A total of about 1250 Jewish settlers forced their way into the Al-Aqsa Mosque compound in Al-Quds over the course of last month, according to a report by a Palestinian NGO.

RAMALLAH – A total of about 1250 Jewish settlers forced their way into the Al-Aqsa Mosque compound in Al-Quds (occupied East Jerusalem) over the course of last month, according to a report by a Palestinian NGO.

Many of those who forced their way into the holy site – usually backed by Israeli police – performed Jewish rituals in the Al-Aqsa courtyards, triggering clashes with Palestinian guards and Muslim students, the report, issued by the ‪Wadi Hilweh Information Center, which documents Israeli violations in the holy city, stated.

Among those who made controversial visits to the site last month were Israeli Housing Minister Uri Ariel, Knesset Member Moshe Feiglin and extremist Jewish rabbi Yehuda Glick, the statement noted.

Also in March, Israeli occupation forces detained 120 Palestinian residents of Al-Quds, including 120 minors, and banned another 20 from the city for various periods, according to the NGO.

In recent months, groups of extremist Jewish settlers, often accompanied by Israeli security forces, have repeatedly entered the Al-Aqsa Mosque complex. The frequent violations anger Palestinian Muslims and occasionally lead to violent confrontations.

For Muslims, Al-Aqsa represents the world's third holiest site.

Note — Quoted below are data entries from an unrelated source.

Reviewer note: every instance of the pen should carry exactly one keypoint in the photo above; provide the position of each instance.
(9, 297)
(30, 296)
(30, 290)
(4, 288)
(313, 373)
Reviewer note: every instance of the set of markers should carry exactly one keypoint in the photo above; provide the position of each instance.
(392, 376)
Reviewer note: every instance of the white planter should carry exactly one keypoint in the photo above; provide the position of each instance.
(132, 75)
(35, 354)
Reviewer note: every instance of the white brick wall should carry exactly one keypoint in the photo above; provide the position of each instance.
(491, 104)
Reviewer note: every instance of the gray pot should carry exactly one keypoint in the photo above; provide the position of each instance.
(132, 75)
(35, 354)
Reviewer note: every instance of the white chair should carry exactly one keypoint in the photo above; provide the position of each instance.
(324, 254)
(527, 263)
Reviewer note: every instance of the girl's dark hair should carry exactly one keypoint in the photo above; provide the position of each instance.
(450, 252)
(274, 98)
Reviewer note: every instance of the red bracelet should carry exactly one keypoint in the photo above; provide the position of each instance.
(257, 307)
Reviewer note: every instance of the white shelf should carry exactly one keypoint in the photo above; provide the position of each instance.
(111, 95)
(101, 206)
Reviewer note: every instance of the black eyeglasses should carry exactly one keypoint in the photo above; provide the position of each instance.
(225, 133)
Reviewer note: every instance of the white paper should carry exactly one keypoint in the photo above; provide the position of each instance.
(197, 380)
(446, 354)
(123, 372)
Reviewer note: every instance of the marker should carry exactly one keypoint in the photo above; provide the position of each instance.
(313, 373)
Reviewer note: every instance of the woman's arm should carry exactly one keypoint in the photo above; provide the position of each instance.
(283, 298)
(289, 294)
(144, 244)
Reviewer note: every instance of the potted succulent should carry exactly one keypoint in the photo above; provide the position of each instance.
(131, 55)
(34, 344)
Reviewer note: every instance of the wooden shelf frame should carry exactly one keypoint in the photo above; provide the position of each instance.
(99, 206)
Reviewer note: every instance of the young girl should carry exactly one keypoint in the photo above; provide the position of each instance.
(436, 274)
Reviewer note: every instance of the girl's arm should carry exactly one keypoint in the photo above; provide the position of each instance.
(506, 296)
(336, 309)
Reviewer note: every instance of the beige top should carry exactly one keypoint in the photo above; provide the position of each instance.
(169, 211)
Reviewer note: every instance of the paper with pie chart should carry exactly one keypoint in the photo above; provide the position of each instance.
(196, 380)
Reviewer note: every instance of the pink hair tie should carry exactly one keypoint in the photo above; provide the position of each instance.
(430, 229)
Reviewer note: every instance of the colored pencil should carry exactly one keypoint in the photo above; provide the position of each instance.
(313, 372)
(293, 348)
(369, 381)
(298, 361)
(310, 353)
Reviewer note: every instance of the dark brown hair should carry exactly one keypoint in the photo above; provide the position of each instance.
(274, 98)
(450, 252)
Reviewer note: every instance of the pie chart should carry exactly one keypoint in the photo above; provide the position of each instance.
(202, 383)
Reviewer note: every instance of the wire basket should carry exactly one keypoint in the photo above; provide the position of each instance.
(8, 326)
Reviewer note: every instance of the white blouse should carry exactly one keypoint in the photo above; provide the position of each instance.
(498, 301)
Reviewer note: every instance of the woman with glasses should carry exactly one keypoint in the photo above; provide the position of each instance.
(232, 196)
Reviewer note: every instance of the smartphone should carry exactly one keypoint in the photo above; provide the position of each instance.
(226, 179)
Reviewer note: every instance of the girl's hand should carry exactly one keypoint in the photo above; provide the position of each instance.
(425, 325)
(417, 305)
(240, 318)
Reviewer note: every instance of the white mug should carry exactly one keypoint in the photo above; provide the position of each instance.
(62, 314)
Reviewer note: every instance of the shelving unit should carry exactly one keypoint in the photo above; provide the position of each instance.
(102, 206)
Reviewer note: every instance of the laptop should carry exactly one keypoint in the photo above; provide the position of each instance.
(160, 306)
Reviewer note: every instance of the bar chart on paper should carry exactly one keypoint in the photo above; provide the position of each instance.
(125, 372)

Jews refer to the area as the "Temple Mount," claiming it was the site of two prominent Jewish temples in ancient times.

Israel occupied Al-Quds during the 1967 Middle East War. It later annexed the holy city in 1980, claiming it as the capital of the self-proclaimed Jewish state.

Palestinians insist that Al-Quds will be the capital of their future state.